I mean, even though I feel like this some days, I need to take a kitty-cat claw to my lack of motivation and get to-doin'. To resetin'. Maybe a cupcake or three would help...

Tuesday, March 2, 2010

Memories (aka I Couldn't Come Up with a Title)

Fresh out of the oven, ahem, kiln come some Super Snazzy Snowmen. And Women. 
No, the one in the foreground is not a Pizza Delivery Snowman, but an Artist Snowman. That's his palette and yes, he's wearing a beret. 

This past weekend was a pretty big deal to some pretty little people. And I'm not talking about these here Snowmen. And Women. Aw, shoot, I'll just say "Snow People" and make everyone happy. 
I'm talking about a handful of the Magnificent Miniature Artists that I get to work with everyday. They received the great honor of having their artwork hung at the Frist Center for Visual Arts. You know, the same museum where Picasso and van Gogh have graced the walls. They've never had a Stephens Original but there's always room to shoot for the stars, says me.
Just a peak of the hallway before the exhibit started. Once they opened those doors, it was a stampeed of proud artists, parents, teachers and art teachers...they were the ones with their eyes glazed over. But that's pretty much everyday.

The kids were so excited and proud, as they should be, that it got me wondering...will they remember this in 10 years? 15? ....and if so, what kind of positive effect will it have on them, if any?
I'm not usually so cognitive (probably just grandmother taught me that all abnormalities can rightfully be attributed to flatulence) but I was thinking such because of an essay I recently wrote. The theme of the essay was Tell Your Favorite Crafting or Sewing Memory in, like, 30 words or less. I had no problem coming up with a slew of memories...
One of our second grade Famous Frist Artists works...inspired by Neuschwanstein Castle. 
Just not the part with the hearts. 

Most were happy memories, like my grandma teaching me how to embroider and then helping me take that little embroidered bear holding balloons and turn it into a pillow...that Kris later puked on. Rightfully so, it was ugly. Okay, so maybe that wasn't such a happy memory.
Mixed-media self-portrait by one of my second grade artists. I love that he came up with the tux all on his own...
Then there was the summer I Vacation Bible School hopped (or what I like to refer to as a VBS Crawl) just so I could partake in all the craft-making merriment. Which was made all the merrier with Capri Sun and Fruit Roll Ups. My last hop didn't end well as it turns out the Church of Snake Handling doesn't do much by way of crafting...or drinking things other than blood.
Kindergarten artist's snowy landscape. I jokingly told the kids that each time we do a snow-themed work of art, it might bring us the luck of a snow day...6 snow days later, we've ceased all snowy themes!

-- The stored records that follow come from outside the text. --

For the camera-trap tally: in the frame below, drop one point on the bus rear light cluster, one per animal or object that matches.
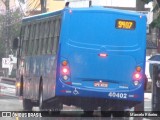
(137, 76)
(65, 72)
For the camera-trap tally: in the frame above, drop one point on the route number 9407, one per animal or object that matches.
(118, 95)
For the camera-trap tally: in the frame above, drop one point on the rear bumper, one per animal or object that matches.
(134, 95)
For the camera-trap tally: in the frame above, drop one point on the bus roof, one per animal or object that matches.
(98, 9)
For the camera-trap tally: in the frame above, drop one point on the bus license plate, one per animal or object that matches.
(100, 84)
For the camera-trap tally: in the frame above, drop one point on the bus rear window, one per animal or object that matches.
(99, 29)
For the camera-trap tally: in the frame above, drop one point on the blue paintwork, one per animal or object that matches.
(87, 32)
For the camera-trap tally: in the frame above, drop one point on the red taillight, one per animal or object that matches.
(103, 55)
(65, 70)
(137, 76)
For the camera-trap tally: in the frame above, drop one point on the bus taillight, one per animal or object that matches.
(138, 69)
(137, 76)
(64, 63)
(65, 70)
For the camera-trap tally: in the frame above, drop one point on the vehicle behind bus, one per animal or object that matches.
(87, 57)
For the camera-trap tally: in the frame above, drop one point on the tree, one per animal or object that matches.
(15, 24)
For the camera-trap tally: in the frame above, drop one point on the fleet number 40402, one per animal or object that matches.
(118, 95)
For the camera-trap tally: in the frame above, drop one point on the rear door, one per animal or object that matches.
(99, 51)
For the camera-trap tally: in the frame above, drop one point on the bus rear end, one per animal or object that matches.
(101, 58)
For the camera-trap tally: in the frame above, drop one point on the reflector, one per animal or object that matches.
(137, 76)
(65, 70)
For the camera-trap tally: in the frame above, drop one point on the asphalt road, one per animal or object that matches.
(8, 103)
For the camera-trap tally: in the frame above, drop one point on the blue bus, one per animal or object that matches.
(87, 57)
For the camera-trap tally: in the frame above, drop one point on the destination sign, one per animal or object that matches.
(125, 24)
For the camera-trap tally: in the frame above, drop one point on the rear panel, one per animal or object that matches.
(102, 55)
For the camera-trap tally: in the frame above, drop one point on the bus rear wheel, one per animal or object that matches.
(27, 104)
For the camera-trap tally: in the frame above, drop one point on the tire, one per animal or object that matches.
(27, 105)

One of my favorite memories happened today when a kindergartener said to me:
You're the best art teacher that I have!
To which I replied: 
Thank you...but I'm the only art teacher. 
Patting my arm, she assured me:
You'll get others when you get bigger.

 I was informed this Snowman is wearing a Fez and googles and has paw prints on his chest because a dog jumped on him. I didn't ask why. I was just too pleased with the imagination and creativity. And the sweet little bird. Don't worry, all snowmen were given the gift of arms once out of the kiln. Brown pipe cleaners worked great.

Hopefully, all of my kiddos will have happy memories when they are creating. Or at least ones that don't involve brothers puking and snake-handling. I don't think that's too much to ask.